Detected Layout Elements

The tool can detect and classify the following document elements:

  • Caption
  • Footnote
  • Formula
  • List-Item
  • Page-Footer
  • Page-Header
  • Picture
  • Section-Header
  • Table
  • Text
  • Title

OCR Capabilities

Text Detection

  • PaddleOCR Detection: Uses PaddlePaddle's text detection model to locate text regions
  • Layout-Aware Detection: Detects text within specific layout regions (e.g., text blocks, tables)
  • Confidence Scoring: Each text detection includes confidence probability
  • Bounding Box Extraction: Precise text region coordinates with proper scaling

Text Recognition

  • PaddleOCR Recognition: Uses PaddlePaddle's text recognition model for OCR
  • Multi-language Support: Supports various languages and character sets
  • High Accuracy: State-of-the-art recognition accuracy on printed text

Installation

Prerequisites

  1. PDFium Library: The tool requires PDFium binaries. Set the environment variable:

    export PDFIUM_DYNAMIC_LIB_PATH=/path/to/pdfium/lib
  2. Rust: Install Rust from rustup.rs

  3. ONNX Runtime: Required for model inference (automatically handled by dependencies)
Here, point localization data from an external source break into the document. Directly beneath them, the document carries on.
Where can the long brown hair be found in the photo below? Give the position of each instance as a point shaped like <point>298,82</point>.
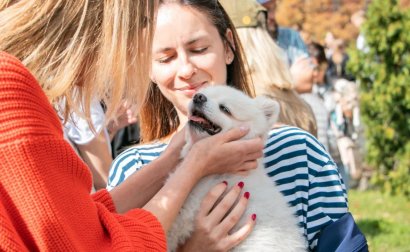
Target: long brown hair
<point>82,50</point>
<point>158,118</point>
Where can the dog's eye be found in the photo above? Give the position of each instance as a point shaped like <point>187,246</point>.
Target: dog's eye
<point>224,109</point>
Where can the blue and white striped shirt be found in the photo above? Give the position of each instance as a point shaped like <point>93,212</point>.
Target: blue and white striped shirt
<point>294,160</point>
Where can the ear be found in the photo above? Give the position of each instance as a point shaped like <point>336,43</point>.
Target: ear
<point>270,108</point>
<point>229,45</point>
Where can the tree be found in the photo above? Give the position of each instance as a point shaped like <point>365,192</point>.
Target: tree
<point>320,16</point>
<point>383,72</point>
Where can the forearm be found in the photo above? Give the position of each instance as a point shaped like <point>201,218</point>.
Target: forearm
<point>96,154</point>
<point>140,187</point>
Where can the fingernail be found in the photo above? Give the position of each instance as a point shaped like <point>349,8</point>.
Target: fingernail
<point>246,195</point>
<point>244,128</point>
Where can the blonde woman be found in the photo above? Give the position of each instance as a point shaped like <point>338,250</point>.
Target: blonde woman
<point>271,76</point>
<point>80,51</point>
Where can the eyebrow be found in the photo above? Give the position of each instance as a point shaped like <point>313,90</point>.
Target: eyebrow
<point>190,42</point>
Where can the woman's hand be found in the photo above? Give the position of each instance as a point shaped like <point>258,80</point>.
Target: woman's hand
<point>225,153</point>
<point>215,220</point>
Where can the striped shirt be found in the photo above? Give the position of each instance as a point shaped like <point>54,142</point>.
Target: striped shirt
<point>294,160</point>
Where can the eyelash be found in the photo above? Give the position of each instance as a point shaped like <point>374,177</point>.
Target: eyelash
<point>225,110</point>
<point>165,60</point>
<point>200,50</point>
<point>168,59</point>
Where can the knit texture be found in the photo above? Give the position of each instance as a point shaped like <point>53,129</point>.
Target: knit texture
<point>45,202</point>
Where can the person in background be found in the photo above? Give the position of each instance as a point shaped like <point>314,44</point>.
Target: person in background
<point>195,45</point>
<point>92,143</point>
<point>303,73</point>
<point>81,51</point>
<point>124,130</point>
<point>357,19</point>
<point>288,39</point>
<point>327,93</point>
<point>267,68</point>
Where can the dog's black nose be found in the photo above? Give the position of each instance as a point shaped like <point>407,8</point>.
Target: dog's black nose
<point>199,99</point>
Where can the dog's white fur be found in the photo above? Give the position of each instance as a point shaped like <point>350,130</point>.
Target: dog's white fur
<point>276,228</point>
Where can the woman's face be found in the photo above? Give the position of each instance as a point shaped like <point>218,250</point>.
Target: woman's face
<point>188,54</point>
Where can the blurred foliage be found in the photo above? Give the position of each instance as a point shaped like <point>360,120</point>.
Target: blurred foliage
<point>383,72</point>
<point>320,16</point>
<point>384,219</point>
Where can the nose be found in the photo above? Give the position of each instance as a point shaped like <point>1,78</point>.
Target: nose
<point>186,69</point>
<point>199,99</point>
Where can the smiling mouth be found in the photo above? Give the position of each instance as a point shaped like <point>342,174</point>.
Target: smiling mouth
<point>199,121</point>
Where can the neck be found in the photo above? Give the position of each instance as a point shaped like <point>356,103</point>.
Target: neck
<point>183,119</point>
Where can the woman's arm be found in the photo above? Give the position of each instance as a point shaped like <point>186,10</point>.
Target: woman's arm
<point>218,154</point>
<point>96,154</point>
<point>214,221</point>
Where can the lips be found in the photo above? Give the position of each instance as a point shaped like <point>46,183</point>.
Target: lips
<point>191,87</point>
<point>199,121</point>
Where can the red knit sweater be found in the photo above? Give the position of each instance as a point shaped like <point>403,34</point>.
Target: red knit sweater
<point>44,187</point>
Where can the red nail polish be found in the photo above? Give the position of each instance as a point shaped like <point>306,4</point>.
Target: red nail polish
<point>246,195</point>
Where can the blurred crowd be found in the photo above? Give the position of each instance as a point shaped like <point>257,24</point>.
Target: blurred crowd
<point>118,77</point>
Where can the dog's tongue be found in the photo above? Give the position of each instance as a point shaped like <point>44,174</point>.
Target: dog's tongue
<point>197,119</point>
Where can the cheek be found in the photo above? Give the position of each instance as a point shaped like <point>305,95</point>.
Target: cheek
<point>162,75</point>
<point>215,66</point>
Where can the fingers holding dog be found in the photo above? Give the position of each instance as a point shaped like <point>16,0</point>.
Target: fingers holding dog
<point>216,218</point>
<point>224,153</point>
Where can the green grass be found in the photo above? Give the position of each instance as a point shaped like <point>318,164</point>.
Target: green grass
<point>384,219</point>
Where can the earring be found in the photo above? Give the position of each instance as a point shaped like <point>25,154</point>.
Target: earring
<point>229,60</point>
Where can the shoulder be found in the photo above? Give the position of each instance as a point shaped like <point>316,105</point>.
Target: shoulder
<point>132,160</point>
<point>292,147</point>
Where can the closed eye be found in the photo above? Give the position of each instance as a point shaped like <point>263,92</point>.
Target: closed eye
<point>199,50</point>
<point>225,109</point>
<point>165,59</point>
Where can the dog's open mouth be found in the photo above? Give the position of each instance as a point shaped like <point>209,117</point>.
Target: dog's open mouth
<point>199,121</point>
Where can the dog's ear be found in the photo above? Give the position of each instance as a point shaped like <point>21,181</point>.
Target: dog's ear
<point>270,108</point>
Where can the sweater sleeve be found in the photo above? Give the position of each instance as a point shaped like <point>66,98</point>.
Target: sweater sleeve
<point>45,200</point>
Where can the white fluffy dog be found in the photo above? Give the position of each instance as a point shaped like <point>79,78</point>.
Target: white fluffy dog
<point>217,109</point>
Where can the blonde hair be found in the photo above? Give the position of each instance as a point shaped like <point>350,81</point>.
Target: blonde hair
<point>82,50</point>
<point>271,76</point>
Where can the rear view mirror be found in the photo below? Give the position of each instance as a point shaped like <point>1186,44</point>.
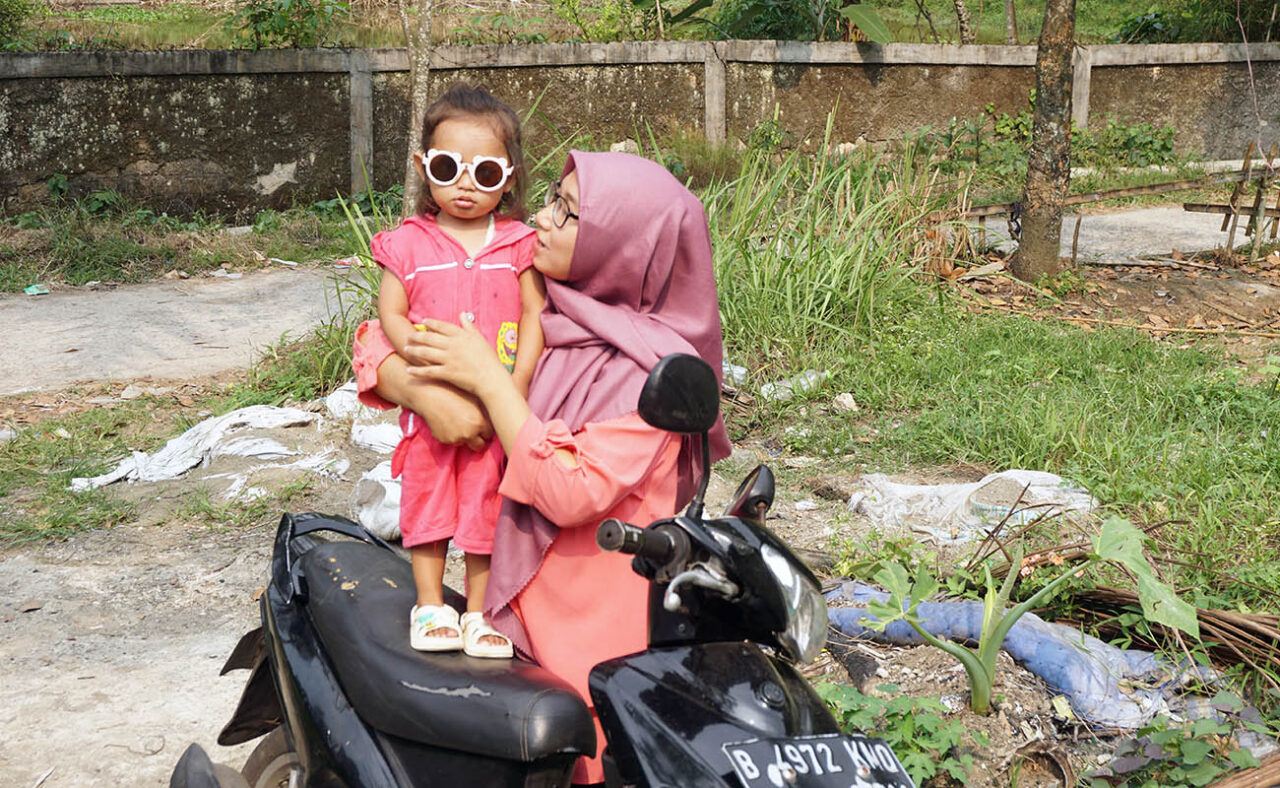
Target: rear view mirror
<point>681,395</point>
  4. Arch Linux CUDA Requirements: If enabling CUDA features on Arch Linux, ensure the following packages are installed:

    • onnxruntime
    • cuda
    • cudnn
    • nccl

Build

cd ferrpdf/ferrpdf-core
cargo build --release

Usage

Analyze Tool (Recommended)

The analyze tool combines PDF rendering, layout analysis, and OCR text extraction in a single command:

# Analyze first page of a PDF with OCR
cargo run --bin analyze -- input.pdf

# Analyze specific page (0-based indexing)
cargo run --bin analyze -- input.pdf --page 2

# Specify output directory
cargo run --bin analyze -- input.pdf --output results --debug

# Full example
cargo run --bin analyze -- "document.pdf" --page 0 --output analysis_results --debug

Options

  • <INPUT>: Input PDF file path (required)
  • -p, --page <PAGE>: Page number to analyze (0-based, default: 0)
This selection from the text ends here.